Beloved Members of St. Martin’s,
Our gospel reading for this week (Mark 4:26-34) depicts Jesus using humble agricultural metaphors to help understand what the kingdom of God is like. First Jesus compares the kingdom of God this way: it is as if someone scatters seed on the ground and then goes to sleep, to rise the next day and see the sprouts, knowing you had nothing to do in the actual sprouting.
Many times I think we pass over that brief little parable in our rush to the next parable, which is about a mustard seed producing a giant bush. But what if we took seriously the underlying reminder to us all—that much of what we take for granted in the abundance our planet provides to us has nothing to do with our own cleverness or control, but with the miracles of natural processes?
Earlier this year, we paid for a company to come out and clear all the underbrush, especially the Chinese honeysuckle and the poison ivy out from the woods that forms our front yard. Before this area was broken by dense human settlement, naturally occurring fires would have taken care of this task for us every few years, but we humans have altered this eternal arrangement—and the result is weeds, non-native species’ proliferation, and unhealthy density in the understory of the forest.
Through these last two seasons since the forest was tended to, we have been amazed by how sun-dappled and airy that entire area now feels, and we were really enjoying that. But last evening, I noticed a new benefit: there are now more fireflies, butterflies and bees in that part of our yard, as ferns and wildflowers who had been starved of sunlight have begun popping up underneath the remaining trees.

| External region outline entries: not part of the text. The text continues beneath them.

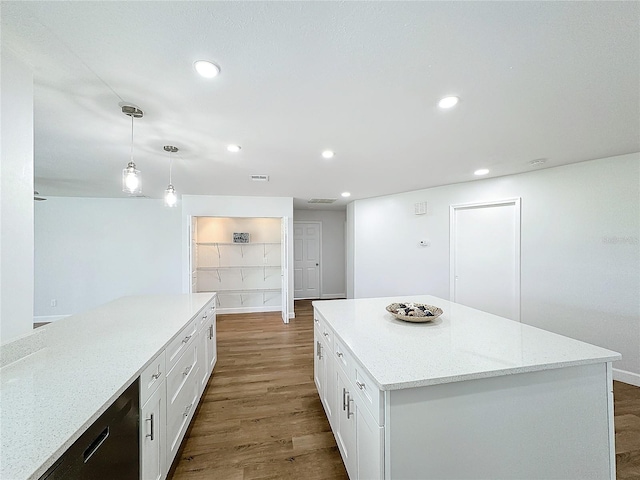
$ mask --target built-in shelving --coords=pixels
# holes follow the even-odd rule
[[[198,240],[205,238],[199,235]],[[196,289],[217,292],[221,313],[227,309],[260,311],[280,307],[280,242],[196,241],[194,250]]]

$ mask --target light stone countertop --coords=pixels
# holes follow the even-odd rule
[[[433,322],[404,322],[385,310],[394,302],[426,303],[444,313]],[[622,358],[611,350],[433,296],[321,300],[313,306],[380,390]]]
[[[33,353],[0,369],[0,478],[45,473],[213,296],[123,297],[21,338]]]

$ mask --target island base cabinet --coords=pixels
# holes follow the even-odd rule
[[[163,381],[140,411],[140,478],[142,480],[164,480],[167,475],[165,401]]]
[[[355,480],[359,478],[356,460],[355,405],[351,396],[353,394],[351,384],[339,368],[336,368],[336,393],[339,405],[334,421],[334,436],[349,478]]]
[[[359,401],[356,405],[356,463],[358,478],[380,480],[384,475],[384,427],[380,427]]]
[[[610,388],[594,364],[392,390],[386,478],[613,480]]]

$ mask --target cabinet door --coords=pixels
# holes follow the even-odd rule
[[[313,339],[314,339],[314,350],[315,355],[313,357],[313,380],[316,383],[316,388],[318,389],[318,395],[320,395],[320,400],[323,399],[323,393],[325,388],[325,373],[324,366],[325,362],[323,362],[324,356],[324,348],[322,347],[322,339],[320,338],[320,332],[317,328],[313,329]]]
[[[349,478],[356,479],[358,478],[358,466],[356,463],[355,402],[352,392],[350,392],[350,383],[340,368],[335,369],[335,378],[338,405],[334,433]]]
[[[358,478],[377,480],[384,473],[384,427],[380,427],[360,399],[355,401]]]
[[[211,376],[213,367],[218,359],[218,348],[216,345],[216,314],[209,315],[207,325],[207,374]]]
[[[322,390],[322,403],[324,405],[324,410],[327,414],[327,418],[329,419],[329,424],[333,427],[335,422],[335,410],[336,410],[336,378],[335,378],[335,362],[333,361],[333,357],[331,355],[331,349],[328,347],[327,343],[322,343],[322,375],[323,375],[323,390]],[[325,355],[326,353],[326,355]]]
[[[198,333],[198,388],[200,389],[200,394],[204,392],[205,387],[207,386],[207,381],[209,380],[209,370],[207,368],[207,348],[209,348],[209,328],[208,328],[208,320],[205,325],[202,326],[202,330]]]
[[[163,480],[166,476],[166,390],[158,385],[140,410],[140,478]]]

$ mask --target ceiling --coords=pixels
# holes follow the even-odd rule
[[[502,176],[640,151],[640,2],[1,7],[2,48],[34,72],[45,197],[126,197],[122,104],[144,111],[134,160],[150,198],[168,184],[164,145],[179,148],[178,194],[338,199],[323,209],[472,181],[482,167]],[[199,59],[221,74],[200,77]],[[460,103],[438,108],[445,95]]]

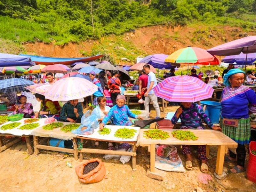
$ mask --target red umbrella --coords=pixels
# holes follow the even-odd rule
[[[150,66],[150,70],[152,71],[153,73],[156,73],[157,72],[156,69],[154,67],[152,66],[151,65],[148,64],[147,63],[138,63],[134,64],[130,68],[130,70],[139,70],[139,71],[141,71],[143,69],[143,66],[145,65],[148,65]]]

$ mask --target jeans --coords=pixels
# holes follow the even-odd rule
[[[145,98],[144,101],[144,106],[145,107],[145,110],[149,112],[149,103],[150,101],[153,103],[153,106],[156,109],[156,116],[160,117],[160,109],[159,105],[157,102],[157,97],[155,95],[154,93],[149,94],[148,95],[147,97]]]

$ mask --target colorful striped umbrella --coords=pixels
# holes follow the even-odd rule
[[[170,101],[196,102],[212,97],[214,90],[198,78],[183,75],[166,78],[153,91],[157,97]]]
[[[138,63],[134,64],[130,68],[130,70],[139,70],[139,71],[141,71],[143,69],[143,66],[145,65],[149,65],[150,66],[150,70],[152,71],[153,73],[156,73],[157,72],[156,69],[154,67],[152,66],[151,65],[148,64],[147,63]]]
[[[166,59],[167,62],[200,65],[218,65],[220,63],[216,57],[206,50],[197,47],[186,47],[173,52]]]

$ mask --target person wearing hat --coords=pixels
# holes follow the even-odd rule
[[[228,72],[228,71],[230,69],[232,69],[234,67],[234,65],[233,63],[229,63],[228,64],[228,66],[226,69],[224,69],[223,71],[223,73],[222,73],[222,78],[223,79],[224,78],[224,75],[227,73]]]
[[[100,84],[100,82],[98,79],[95,77],[95,72],[94,71],[91,71],[89,73],[89,77],[91,80],[91,81],[94,84],[98,86],[98,90],[93,93],[93,104],[95,106],[98,105],[98,103],[97,101],[97,99],[98,97],[102,97],[103,95],[103,89],[101,87]]]
[[[233,173],[245,171],[246,151],[244,145],[249,144],[251,122],[248,105],[256,105],[256,94],[243,84],[244,73],[238,69],[229,70],[224,76],[220,126],[223,133],[237,143],[236,151],[229,150],[227,161],[236,161],[237,165],[230,169]]]
[[[18,97],[18,100],[20,103],[14,106],[15,110],[12,114],[23,113],[24,118],[33,118],[34,115],[33,106],[30,103],[27,102],[27,97],[21,95]]]

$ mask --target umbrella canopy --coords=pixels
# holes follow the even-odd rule
[[[28,68],[27,71],[30,73],[37,73],[41,72],[41,69],[45,67],[44,65],[36,65]]]
[[[248,36],[211,48],[208,52],[216,55],[231,55],[256,52],[256,36]]]
[[[54,73],[64,73],[65,72],[67,72],[67,70],[60,66],[57,65],[47,65],[44,67],[41,70],[41,71],[42,72],[45,72],[45,73],[50,72]]]
[[[116,70],[116,68],[113,65],[111,65],[110,63],[108,61],[107,62],[102,63],[97,65],[95,66],[95,68],[98,69],[101,69],[104,70],[108,70],[112,71],[112,70]]]
[[[0,53],[0,67],[35,65],[29,57]]]
[[[53,101],[68,101],[92,95],[98,87],[82,78],[70,77],[57,81],[48,89],[44,96]]]
[[[193,102],[211,98],[214,90],[198,78],[183,75],[165,79],[153,91],[170,101]]]
[[[138,63],[134,64],[130,68],[130,70],[139,70],[141,71],[143,69],[143,66],[147,64],[147,63]],[[150,70],[153,73],[156,73],[157,72],[156,69],[154,67],[152,66],[151,65],[148,64],[150,66]]]
[[[34,84],[24,79],[12,78],[0,80],[0,92],[9,93],[26,90],[25,87]]]
[[[24,68],[19,66],[16,66],[4,67],[2,72],[3,73],[14,72],[15,73],[23,73],[26,71],[26,69]]]
[[[214,60],[215,57],[203,49],[186,47],[173,52],[165,59],[165,61],[172,63],[208,65],[210,61]],[[210,64],[218,65],[220,63],[216,62],[214,64]]]
[[[80,63],[76,65],[72,69],[73,70],[79,70],[85,67],[90,67],[90,65],[84,63]]]
[[[55,64],[55,65],[58,65],[59,66],[60,66],[60,67],[62,67],[66,70],[67,70],[67,71],[69,71],[70,70],[70,68],[69,68],[68,67],[67,65],[63,65],[63,64]]]
[[[158,69],[171,69],[175,67],[180,67],[180,64],[179,63],[171,63],[166,62],[165,60],[168,56],[165,54],[154,54],[150,55],[144,57],[140,61],[140,63],[145,63],[150,64],[155,68]]]
[[[245,65],[246,61],[247,64],[252,64],[256,61],[256,53],[248,53],[247,59],[246,54],[241,52],[239,55],[226,56],[222,61],[225,63],[233,63],[235,62],[238,65]]]

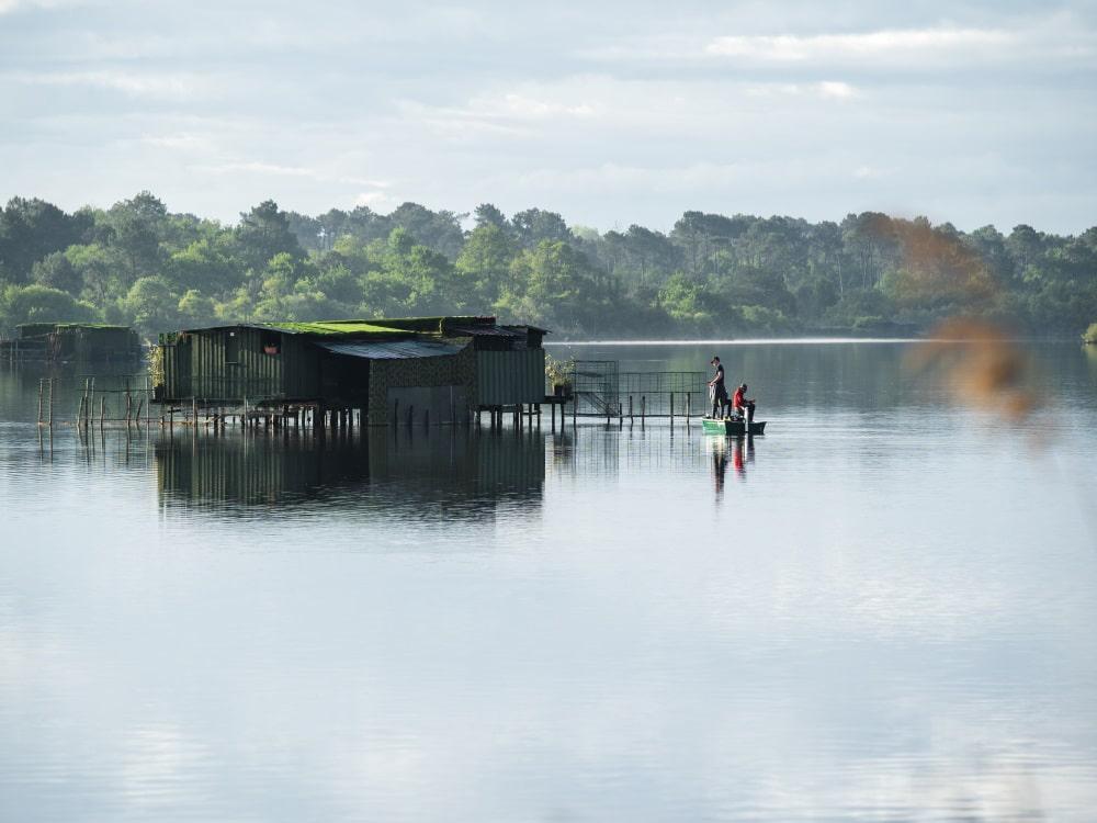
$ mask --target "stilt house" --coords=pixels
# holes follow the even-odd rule
[[[169,404],[360,409],[431,422],[544,401],[544,329],[494,317],[271,323],[160,335],[156,397]]]
[[[24,323],[4,340],[0,356],[15,361],[127,363],[142,357],[140,339],[128,326],[99,323]]]

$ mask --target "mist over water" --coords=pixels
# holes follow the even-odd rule
[[[50,438],[0,370],[0,820],[1090,820],[1097,359],[1013,426],[904,350],[551,349],[720,354],[749,440]]]

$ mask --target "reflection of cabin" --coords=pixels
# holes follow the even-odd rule
[[[326,511],[341,508],[347,517],[429,510],[449,521],[501,506],[528,514],[545,478],[544,438],[475,437],[460,428],[441,437],[365,429],[330,440],[163,437],[155,459],[162,504],[238,514],[318,497],[327,498]]]
[[[97,323],[24,323],[0,342],[0,357],[15,361],[123,363],[139,360],[140,340],[128,326]]]
[[[160,336],[156,391],[163,403],[358,408],[371,424],[409,408],[464,421],[544,401],[544,334],[494,317],[191,329]]]

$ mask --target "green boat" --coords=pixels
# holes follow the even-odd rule
[[[766,433],[766,421],[755,420],[749,424],[749,431],[747,430],[747,424],[743,420],[730,420],[730,419],[713,419],[711,417],[701,418],[701,428],[705,435],[765,435]]]

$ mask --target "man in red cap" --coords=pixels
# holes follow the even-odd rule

How do we then take this knowledge and apply it to the kingdom of God? Maybe by understanding that we DO have a responsibility to scatter the seed and then to notice the growth when it happens. We have to be brave enough to testify to the abundance of God’s grace in our lives, so that others can see the fruitfulness as well. The scattering and the tending is in our control—but the sprouting and growth belong to God.